Does your neighborhood affect your diabetes risk?

If you live in a neighborhood that isn't conducive to walking, you're about 33 percent more likely to develop diabetes, according to new research.

A team from St. Michael's Hospital in Toronto found that residents who live in areas that require using cars or public transportation more often because of farther proximity to stores or retail destinations are more likely to be obese and have diabetes.

"Although diabetes can be prevented through physical activity, healthy eating and weight loss, we determined the environment in which one lives is also an important indicator of one's risk," said study co-author Dr. Gillian Booth, an endocrinologist and researcher with St. Michael's.

Population density also a factor

Booth and her team also measured how population density affected risk for obesity and diabetes. Not surprisingly, walkable areas were more densely populated (like city centers). While density and "walkability" are two factors have been found to predict certain health outcomes individually, combined they shed more light on how environment affects health, the researchers said.

"We focused on density and destinations because they're potentially modifiable," said co-author Dr. Rick Glazier, research director in the Department of Family and Community Medicine of St. Michael's Hospital. "Policy makers, planners and public health officials can use either of these measures to inform urban design and improve community health."

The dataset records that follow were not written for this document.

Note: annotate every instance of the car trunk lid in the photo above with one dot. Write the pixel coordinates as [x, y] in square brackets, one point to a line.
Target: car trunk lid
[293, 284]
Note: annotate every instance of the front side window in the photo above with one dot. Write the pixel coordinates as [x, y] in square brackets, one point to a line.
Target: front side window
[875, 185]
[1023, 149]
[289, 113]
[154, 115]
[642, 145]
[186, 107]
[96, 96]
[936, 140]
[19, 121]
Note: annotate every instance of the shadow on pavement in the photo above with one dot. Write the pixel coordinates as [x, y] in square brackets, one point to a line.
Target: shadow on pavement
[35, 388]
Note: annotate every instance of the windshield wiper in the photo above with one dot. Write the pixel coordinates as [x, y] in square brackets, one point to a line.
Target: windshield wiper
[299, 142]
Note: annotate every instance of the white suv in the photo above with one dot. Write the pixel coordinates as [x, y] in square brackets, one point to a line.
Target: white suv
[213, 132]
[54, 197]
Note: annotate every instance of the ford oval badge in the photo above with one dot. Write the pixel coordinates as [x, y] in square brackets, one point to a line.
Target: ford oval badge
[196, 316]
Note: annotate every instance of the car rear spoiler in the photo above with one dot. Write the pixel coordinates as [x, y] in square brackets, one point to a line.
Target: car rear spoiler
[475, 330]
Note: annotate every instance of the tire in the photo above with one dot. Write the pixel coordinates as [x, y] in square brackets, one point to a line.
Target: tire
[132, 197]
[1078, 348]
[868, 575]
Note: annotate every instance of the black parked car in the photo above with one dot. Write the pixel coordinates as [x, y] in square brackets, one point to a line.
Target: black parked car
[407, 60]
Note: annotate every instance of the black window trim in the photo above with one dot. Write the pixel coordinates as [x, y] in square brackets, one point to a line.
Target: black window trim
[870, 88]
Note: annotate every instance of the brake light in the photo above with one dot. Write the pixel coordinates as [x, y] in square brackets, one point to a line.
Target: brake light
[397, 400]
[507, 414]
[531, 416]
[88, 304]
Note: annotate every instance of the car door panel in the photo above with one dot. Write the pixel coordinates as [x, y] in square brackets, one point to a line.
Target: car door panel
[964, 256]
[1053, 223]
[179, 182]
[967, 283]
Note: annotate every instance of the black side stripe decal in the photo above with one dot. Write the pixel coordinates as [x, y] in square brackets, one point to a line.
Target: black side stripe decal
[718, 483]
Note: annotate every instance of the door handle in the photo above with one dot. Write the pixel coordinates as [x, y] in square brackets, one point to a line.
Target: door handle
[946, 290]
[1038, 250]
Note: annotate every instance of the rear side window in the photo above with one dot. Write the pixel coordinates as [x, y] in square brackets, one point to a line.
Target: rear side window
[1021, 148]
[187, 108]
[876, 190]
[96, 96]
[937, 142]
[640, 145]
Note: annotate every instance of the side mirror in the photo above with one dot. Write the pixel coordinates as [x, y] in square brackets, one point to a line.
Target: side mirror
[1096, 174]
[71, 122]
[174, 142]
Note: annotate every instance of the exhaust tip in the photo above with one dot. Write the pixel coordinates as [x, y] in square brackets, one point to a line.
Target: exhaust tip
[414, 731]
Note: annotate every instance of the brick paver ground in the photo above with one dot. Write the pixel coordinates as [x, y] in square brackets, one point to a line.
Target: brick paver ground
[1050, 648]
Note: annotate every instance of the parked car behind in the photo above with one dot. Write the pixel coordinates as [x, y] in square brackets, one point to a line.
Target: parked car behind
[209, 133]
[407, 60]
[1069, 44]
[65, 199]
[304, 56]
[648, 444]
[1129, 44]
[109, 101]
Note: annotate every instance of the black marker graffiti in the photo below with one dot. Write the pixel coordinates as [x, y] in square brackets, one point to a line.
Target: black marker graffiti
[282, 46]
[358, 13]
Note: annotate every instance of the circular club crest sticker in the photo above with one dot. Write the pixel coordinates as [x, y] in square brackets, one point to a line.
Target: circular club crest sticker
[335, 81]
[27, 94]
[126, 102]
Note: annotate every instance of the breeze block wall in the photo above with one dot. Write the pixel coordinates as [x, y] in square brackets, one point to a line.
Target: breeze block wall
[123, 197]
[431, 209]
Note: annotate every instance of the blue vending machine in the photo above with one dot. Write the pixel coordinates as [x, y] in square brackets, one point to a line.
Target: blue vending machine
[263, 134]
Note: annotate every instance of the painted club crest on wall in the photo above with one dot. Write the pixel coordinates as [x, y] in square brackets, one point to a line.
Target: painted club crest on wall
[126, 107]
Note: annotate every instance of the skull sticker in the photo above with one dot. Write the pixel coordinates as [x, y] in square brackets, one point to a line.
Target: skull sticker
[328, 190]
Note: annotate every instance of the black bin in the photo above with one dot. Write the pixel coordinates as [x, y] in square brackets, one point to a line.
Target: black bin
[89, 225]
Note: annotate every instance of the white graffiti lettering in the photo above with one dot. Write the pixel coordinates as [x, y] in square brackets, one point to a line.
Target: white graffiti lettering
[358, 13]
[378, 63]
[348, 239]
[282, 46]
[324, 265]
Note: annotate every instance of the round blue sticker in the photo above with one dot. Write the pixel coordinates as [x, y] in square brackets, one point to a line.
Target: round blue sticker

Transportation differences

The study found that people who live in densely populated areas where walking is easier are twice as likely to walk, bike or take public transportation. People who live in areas that are far from destinations like grocery stores are significnatly more likely to drive.

The research, which was published in PLOS One, follows Dr. Booth and Glazier's earlier studies on how neighborhoods influence health - their 2007 research explored diabetes rates among areas with different income levels, unemployment rates, or minority populations.